To maintain constant per capita consumption as a means of minimizing future population loss, we must be careful not to limit everyone to what they are consuming now. Note that “per capita consumption” is an average; there are great differences between countries and individuals. For countries, averages per citizen range between .04 and 5.0 times the world average (the former for the United Arab Emirates and the latter for Afghanistan).
One potential solution involves the public ownership of resources, where the total resources that people can use are limited based on population size. The internal distribution of those resources could then be managed by something like free market economics (with the illusion of private ownership).

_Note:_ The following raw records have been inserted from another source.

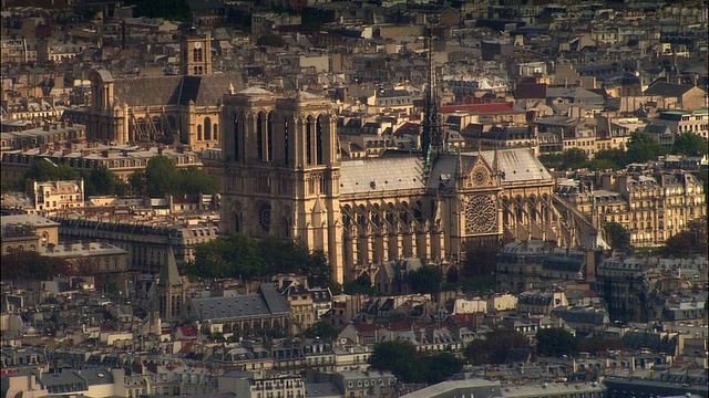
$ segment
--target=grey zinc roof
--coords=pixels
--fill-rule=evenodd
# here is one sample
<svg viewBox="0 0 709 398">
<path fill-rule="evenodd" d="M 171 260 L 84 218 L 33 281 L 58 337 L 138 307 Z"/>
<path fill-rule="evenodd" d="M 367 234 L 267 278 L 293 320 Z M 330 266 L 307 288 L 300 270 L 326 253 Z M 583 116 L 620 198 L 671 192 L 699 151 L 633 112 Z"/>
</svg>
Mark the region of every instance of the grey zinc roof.
<svg viewBox="0 0 709 398">
<path fill-rule="evenodd" d="M 12 214 L 0 217 L 0 223 L 2 228 L 12 224 L 30 224 L 33 227 L 55 227 L 59 222 L 45 219 L 44 217 L 37 214 Z"/>
<path fill-rule="evenodd" d="M 423 189 L 423 163 L 419 156 L 343 160 L 340 193 Z"/>
<path fill-rule="evenodd" d="M 290 312 L 285 298 L 269 284 L 263 284 L 257 294 L 193 298 L 193 306 L 201 320 L 212 321 L 285 315 Z"/>
<path fill-rule="evenodd" d="M 494 150 L 483 150 L 482 156 L 489 165 L 493 165 L 495 158 Z M 497 150 L 497 165 L 500 171 L 505 174 L 503 184 L 553 179 L 540 159 L 527 149 Z"/>
</svg>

Increasing the renewable resource base (capacity), another critical condition for long-term survival, would need to be encouraged without resulting in an overall increase in per capita consumption. This could be done in at least one of two ways: by economically treating capacity creation as a service worthy of higher income (enabling more consumption relative to other people); or allowing capacity creators’ offspring access to more of the additional capacity.
If humanity had not exceeded the world’s capacity with exponentially growing consumption, there would be no need for a distinction between “usable resources” and “total resources”; people could simply use whatever they could get. Unfortunately, the laws of physics do not permit unlimited exponential growth in the amount of usable resources; and people tend to move elsewhere or kill each other (if they can’t move) when they are forced to reduce what they consume.